Depuis les inondations meurtrière qui ont ravagé Valence il y a tout juste un an, l’Espagne semble avoir changé de regard sur les effets du changement climatique. Entre inondations record et canicules interminables, les événements météorologiques extrêmes ne sont plus des anomalies. Ils redessinent peu à peu les contours de la sécurité nationale.
Fin octobre 2024, plus de 200 personnes perdent la vie dans la région de Valence, noyées sous des trombes d’eau jamais vues : 771,8 mm à Turís, un record historique. Trois mois plus tôt, à El Granado, dans la province de Huelva, le thermomètre affichait 46°C. Ces extrêmes, que l’on croyait autrefois rares et indépendants, s’enchaînent désormais avec une régularité implacable. Le dernier rapport annuel de sécurité nationale espagnol le confirme : le climat est désormais une menace stratégique.
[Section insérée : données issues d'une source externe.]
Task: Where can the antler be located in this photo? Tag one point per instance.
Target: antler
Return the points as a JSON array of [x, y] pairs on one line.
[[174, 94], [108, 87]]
« Il a fallu trente ans pour que ce soit enfin inscrit noir sur blanc dans une stratégie officielle », s’étonne Eva Saldaña, directrice de Greenpeace Espagne. Le pays prend conscience, dans la douleur, des impacts humains, matériels et économiques de ces bouleversements.
Barcelone, comme d’autres grandes villes espagnoles, a vécu en 2025 un mois de juin quasi invivable : des alertes sanitaires quotidiennes pour risque lié à la chaleur, une exception de plus en plus fréquente. La plateforme Climate Central estime que ces vagues de chaleur sont désormais cinq fois plus probables en raison du réchauffement climatique d’origine humaine.
« Une bombe à retardement »
Mais si les pics de température affolent les compteurs, l’eau devient aussi une ressource stratégique. D’après Martijn Vlaskamp, professeur au Barcelona Institute of International Studies (IBEI), 75,5 % du territoire espagnol est déjà touché par des processus de désertification. Les restrictions d’eau se sont multipliées dans les bassins du Júcar, du Guadiana ou encore en Catalogne.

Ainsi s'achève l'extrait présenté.